Figure 3. Suppression of FAM83A inhibited NSCLC cell migration and invasion capacity in vitro. (A) FAM83A protein level was assessed in NSCLC cell lines using Western blot analysis. β-actin was used as a loading control. (B) The intensity of protein levels was quantified using Image Lab 5.2.1 software and normalized to β-actin. (C–G) H661 and H1299 cells were transduced with FAM83A lentivirus (LV-shFAM83A-1/2) and a scrambled shRNA lentivirus (LV-shRNA-NC). The suppression of FAM83A in H661 and H1299 cells was confirmed at both the protein (C–F) and RNA (G) levels. (H–I) H661-shRNA-NC, H661-shFAM83A-1, H1299-shRNA-NC, and H1299-shFAM83A-1 cells were subjected to a wound-healing assay. Images were taken at 0 h and 24 h. (J–K) Transwell assays assessed tumor cell migration and invasion capacity in FAM83A-knockdown H661 and H1299 cell lines. Scale bar, 200 μm. Error bars: mean ± SD (n=3). *p<0.05, **p<0.01, and ***p<0.001 were considered to indicate a statistically significant difference.

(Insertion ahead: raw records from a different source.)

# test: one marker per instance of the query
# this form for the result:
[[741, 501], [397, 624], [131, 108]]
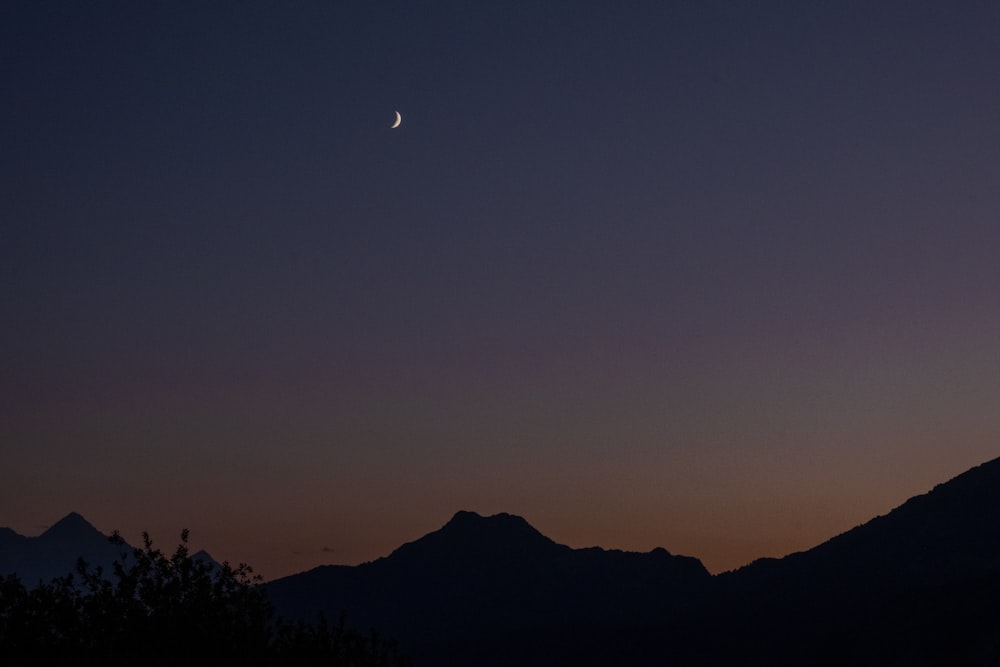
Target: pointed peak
[[463, 520], [72, 523]]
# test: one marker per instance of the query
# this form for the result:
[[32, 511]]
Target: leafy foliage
[[171, 609]]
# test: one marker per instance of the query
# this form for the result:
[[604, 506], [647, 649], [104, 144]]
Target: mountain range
[[918, 586]]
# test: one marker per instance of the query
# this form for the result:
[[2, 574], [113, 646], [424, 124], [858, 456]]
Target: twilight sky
[[715, 276]]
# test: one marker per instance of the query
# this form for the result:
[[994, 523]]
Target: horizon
[[715, 278], [195, 548]]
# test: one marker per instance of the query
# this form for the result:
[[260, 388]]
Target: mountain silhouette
[[917, 586], [490, 576], [929, 568], [55, 552]]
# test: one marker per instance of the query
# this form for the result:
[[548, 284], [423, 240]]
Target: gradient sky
[[717, 276]]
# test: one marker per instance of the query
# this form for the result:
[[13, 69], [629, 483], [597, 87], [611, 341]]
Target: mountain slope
[[54, 553], [481, 576]]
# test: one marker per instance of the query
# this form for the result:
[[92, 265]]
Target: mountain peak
[[72, 524]]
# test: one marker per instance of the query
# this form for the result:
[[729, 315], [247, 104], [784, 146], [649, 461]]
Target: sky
[[715, 276]]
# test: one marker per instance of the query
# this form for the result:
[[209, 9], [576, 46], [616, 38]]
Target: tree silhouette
[[166, 610]]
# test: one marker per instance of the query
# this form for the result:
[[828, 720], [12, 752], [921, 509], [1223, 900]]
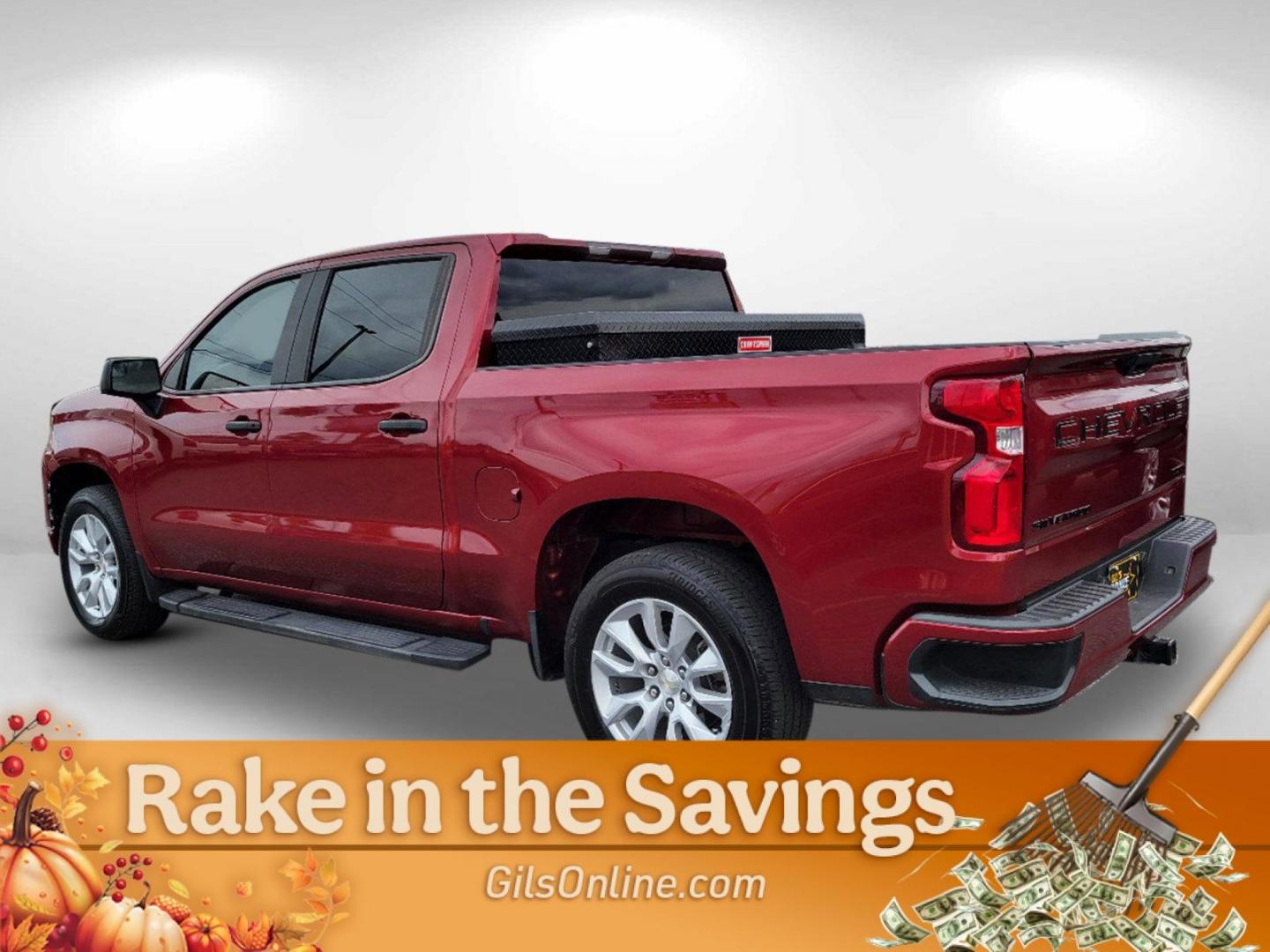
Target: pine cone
[[46, 819]]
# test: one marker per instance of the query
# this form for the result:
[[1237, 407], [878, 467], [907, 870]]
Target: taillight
[[989, 492]]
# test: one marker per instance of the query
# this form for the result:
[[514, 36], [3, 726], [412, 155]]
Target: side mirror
[[133, 377]]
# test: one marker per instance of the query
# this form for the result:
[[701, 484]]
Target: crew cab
[[704, 519]]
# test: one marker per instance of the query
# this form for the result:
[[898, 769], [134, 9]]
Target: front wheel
[[101, 570], [683, 641]]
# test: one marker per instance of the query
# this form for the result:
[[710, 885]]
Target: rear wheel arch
[[594, 534]]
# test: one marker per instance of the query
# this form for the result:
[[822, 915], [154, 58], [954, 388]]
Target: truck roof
[[527, 240]]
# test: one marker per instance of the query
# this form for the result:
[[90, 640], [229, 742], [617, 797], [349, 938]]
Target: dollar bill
[[1035, 894], [955, 926], [1021, 877], [1161, 890], [983, 894], [1188, 914], [1217, 859], [1227, 877], [1095, 934], [1122, 852], [1200, 900], [968, 867], [944, 904], [1183, 844], [1111, 894], [1175, 933], [1079, 856], [1071, 897], [1050, 931], [1161, 867], [1011, 859], [902, 931], [1018, 828], [1231, 932]]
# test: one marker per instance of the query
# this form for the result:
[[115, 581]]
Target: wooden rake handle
[[1229, 663], [1189, 721]]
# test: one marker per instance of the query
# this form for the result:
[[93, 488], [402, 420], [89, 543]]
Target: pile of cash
[[1053, 891]]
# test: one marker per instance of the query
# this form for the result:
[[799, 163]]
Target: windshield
[[530, 288]]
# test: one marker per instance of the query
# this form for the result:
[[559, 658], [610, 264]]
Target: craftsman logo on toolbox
[[755, 346]]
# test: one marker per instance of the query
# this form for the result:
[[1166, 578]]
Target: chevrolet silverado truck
[[703, 519]]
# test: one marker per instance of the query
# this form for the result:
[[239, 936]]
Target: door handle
[[243, 426], [403, 426]]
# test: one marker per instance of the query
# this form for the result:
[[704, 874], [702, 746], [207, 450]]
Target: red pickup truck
[[704, 519]]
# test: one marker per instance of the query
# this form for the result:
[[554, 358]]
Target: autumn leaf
[[328, 873], [29, 937], [92, 782], [34, 906], [297, 874]]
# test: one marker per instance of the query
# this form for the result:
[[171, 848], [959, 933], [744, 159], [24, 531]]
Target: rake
[[1093, 811]]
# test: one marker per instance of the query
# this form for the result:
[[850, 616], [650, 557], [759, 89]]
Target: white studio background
[[1000, 170]]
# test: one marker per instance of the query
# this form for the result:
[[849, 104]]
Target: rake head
[[1090, 815]]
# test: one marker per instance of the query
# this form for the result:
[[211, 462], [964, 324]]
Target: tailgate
[[1105, 424]]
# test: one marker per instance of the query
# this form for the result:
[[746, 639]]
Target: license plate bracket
[[1125, 574]]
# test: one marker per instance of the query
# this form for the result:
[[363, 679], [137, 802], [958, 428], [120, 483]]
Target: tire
[[716, 602], [94, 513]]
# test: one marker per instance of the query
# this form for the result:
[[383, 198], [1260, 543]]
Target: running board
[[437, 651]]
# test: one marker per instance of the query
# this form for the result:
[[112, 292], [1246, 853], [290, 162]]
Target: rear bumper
[[1058, 643]]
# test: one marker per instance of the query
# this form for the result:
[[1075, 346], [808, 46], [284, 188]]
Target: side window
[[238, 349], [376, 320]]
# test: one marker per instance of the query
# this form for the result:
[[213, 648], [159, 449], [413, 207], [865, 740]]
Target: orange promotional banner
[[400, 844]]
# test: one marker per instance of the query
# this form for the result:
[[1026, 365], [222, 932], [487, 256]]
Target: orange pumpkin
[[206, 933], [129, 926], [45, 867]]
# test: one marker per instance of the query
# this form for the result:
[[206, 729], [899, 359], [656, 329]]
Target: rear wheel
[[683, 641], [100, 568]]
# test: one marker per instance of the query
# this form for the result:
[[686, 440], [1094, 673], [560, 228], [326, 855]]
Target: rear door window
[[531, 288], [376, 320]]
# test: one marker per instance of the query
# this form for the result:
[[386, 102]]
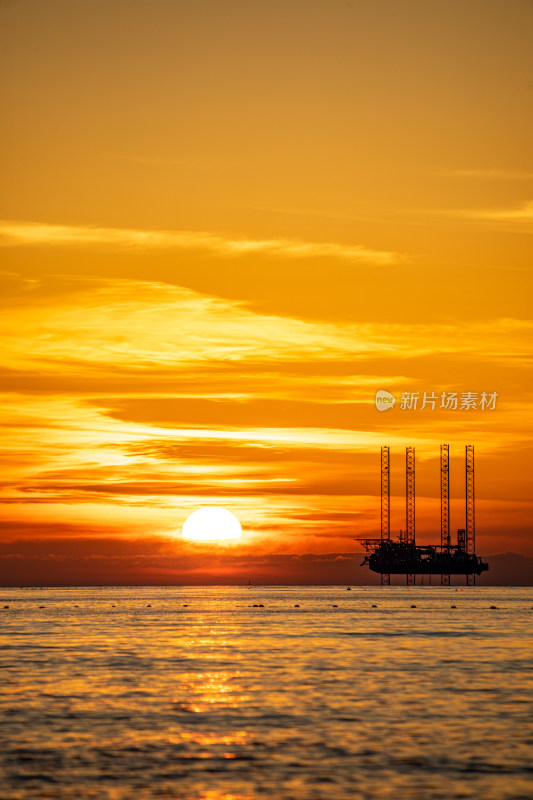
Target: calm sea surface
[[193, 693]]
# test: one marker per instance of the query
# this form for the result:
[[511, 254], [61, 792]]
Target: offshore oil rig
[[403, 556]]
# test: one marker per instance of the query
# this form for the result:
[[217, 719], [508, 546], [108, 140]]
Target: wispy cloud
[[135, 326], [40, 234], [491, 174], [523, 213]]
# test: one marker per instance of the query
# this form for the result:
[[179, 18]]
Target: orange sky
[[224, 226]]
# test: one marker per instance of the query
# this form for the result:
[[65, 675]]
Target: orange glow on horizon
[[213, 258]]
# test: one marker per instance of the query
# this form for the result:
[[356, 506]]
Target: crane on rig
[[403, 556]]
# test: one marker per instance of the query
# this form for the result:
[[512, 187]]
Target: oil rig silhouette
[[403, 556]]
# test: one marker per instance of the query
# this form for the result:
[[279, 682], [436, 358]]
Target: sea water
[[230, 693]]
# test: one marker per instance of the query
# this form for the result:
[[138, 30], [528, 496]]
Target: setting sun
[[211, 523]]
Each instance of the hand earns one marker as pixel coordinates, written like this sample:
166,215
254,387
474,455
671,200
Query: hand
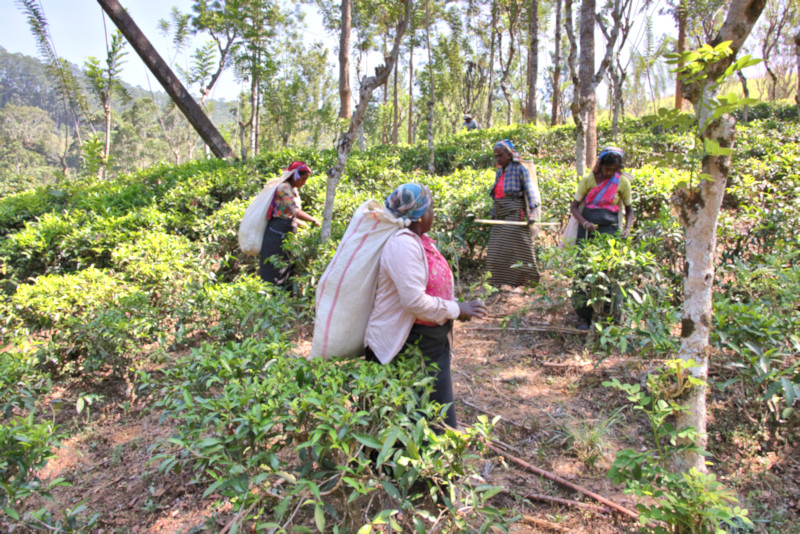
535,228
473,308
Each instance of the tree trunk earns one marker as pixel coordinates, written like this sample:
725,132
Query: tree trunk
490,105
533,63
586,72
681,48
101,172
345,144
746,93
797,53
556,69
344,61
699,211
395,106
577,113
174,88
411,90
616,101
431,97
254,113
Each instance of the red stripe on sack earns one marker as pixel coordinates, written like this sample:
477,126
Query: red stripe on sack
339,287
324,279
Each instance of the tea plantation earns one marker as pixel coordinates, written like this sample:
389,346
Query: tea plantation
127,305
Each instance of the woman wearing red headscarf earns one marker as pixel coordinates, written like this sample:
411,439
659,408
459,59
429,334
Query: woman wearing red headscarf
283,215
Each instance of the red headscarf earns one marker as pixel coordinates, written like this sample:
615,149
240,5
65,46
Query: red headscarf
298,167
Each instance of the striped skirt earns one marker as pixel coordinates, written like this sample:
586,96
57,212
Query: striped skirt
510,256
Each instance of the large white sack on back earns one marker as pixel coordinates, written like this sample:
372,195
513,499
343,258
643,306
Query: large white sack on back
537,212
254,221
346,290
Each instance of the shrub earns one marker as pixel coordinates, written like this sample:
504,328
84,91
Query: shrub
364,450
90,318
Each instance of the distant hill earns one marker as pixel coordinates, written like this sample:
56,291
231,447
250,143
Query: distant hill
23,82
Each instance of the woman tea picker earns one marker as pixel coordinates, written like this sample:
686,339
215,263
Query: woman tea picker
283,217
603,192
514,200
414,301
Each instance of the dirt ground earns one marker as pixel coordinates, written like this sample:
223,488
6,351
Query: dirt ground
555,415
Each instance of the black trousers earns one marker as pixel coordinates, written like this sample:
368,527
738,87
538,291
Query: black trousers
272,246
434,342
607,222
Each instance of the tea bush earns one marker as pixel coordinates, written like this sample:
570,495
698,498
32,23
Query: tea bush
87,321
26,446
349,440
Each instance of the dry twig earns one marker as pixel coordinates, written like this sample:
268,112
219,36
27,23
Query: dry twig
566,483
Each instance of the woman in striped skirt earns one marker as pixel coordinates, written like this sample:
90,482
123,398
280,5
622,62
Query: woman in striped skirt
510,256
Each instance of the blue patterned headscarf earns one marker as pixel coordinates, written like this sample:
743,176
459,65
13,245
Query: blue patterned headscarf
409,201
610,150
508,146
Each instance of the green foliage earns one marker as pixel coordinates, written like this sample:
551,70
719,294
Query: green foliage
357,430
671,502
26,446
91,320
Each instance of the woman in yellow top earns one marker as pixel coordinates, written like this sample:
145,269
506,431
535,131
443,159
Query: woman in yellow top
604,193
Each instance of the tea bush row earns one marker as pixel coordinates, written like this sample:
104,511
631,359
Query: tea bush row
350,441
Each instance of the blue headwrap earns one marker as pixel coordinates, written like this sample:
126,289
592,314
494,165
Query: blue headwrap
610,150
508,146
409,201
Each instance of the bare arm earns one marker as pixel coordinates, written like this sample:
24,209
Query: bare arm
573,208
303,216
628,220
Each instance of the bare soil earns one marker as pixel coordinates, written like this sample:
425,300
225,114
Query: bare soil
541,384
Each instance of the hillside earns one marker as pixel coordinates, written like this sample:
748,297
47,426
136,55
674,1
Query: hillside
151,381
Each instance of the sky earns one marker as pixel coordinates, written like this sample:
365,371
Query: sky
77,30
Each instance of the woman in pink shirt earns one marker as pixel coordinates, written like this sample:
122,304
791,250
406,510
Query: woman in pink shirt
414,301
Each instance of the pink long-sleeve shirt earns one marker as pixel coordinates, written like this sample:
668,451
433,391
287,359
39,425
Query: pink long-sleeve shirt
400,298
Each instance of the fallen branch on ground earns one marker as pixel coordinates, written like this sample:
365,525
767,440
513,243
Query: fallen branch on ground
544,524
564,482
563,364
558,500
493,415
547,328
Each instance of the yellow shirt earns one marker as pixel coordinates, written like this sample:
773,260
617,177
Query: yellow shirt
622,198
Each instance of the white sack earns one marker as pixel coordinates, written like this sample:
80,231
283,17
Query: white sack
346,290
254,221
537,212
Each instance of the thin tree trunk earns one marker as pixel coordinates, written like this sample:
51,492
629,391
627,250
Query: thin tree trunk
773,88
797,53
345,144
344,61
681,48
745,92
586,72
101,173
395,106
411,90
699,210
533,63
490,105
431,101
253,113
174,88
556,69
577,113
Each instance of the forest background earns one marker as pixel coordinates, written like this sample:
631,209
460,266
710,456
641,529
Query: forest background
494,60
127,301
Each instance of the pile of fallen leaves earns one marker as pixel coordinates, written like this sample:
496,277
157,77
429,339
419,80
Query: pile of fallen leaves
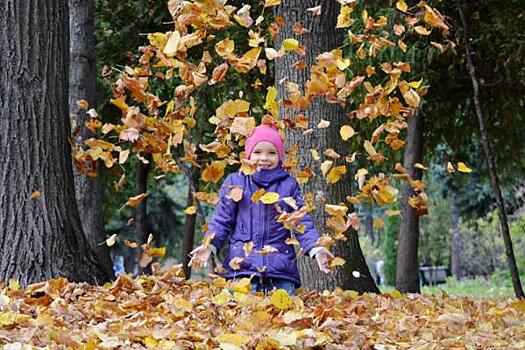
164,311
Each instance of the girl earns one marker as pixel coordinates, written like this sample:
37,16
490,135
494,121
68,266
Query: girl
244,221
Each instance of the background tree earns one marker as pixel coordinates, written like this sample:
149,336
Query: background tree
42,236
82,87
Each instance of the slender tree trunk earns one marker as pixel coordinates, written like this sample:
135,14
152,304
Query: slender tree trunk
489,156
82,81
140,220
189,224
407,273
322,37
41,233
457,237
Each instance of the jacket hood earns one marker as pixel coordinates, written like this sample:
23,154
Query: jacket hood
266,177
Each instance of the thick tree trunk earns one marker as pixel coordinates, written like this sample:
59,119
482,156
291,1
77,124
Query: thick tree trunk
82,79
489,156
407,273
41,234
322,37
457,237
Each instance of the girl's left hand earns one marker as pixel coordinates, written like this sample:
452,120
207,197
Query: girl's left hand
323,259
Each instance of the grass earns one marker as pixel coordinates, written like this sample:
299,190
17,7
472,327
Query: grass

Figure 4. Overexpression of FAM83A facilitated NSCLC cell migration and invasion capacity in vitro. H460 and A549 cells were transduced with a FAM83A lentivirus (LV-FAM83A) or a control lentivirus (LV-NC). (A–E) Overexpression of FAM83A in H460 and A549 cells was confirmed at both the protein (A–D) and RNA (E) levels. (F–G) H460 and A549 cells transduced with the FAM83A lentivirus were subjected to a wound-healing assay. Images were taken at 0 h and 24 h. (H–I) Transwell assays assessed tumor cell migration and invasion capacity. Scale bar, 200 μm. Error bars: mean ± SD (n=3). *p<0.05, **p<0.01, and ***p<0.001 were considered to indicate a statistically significant difference.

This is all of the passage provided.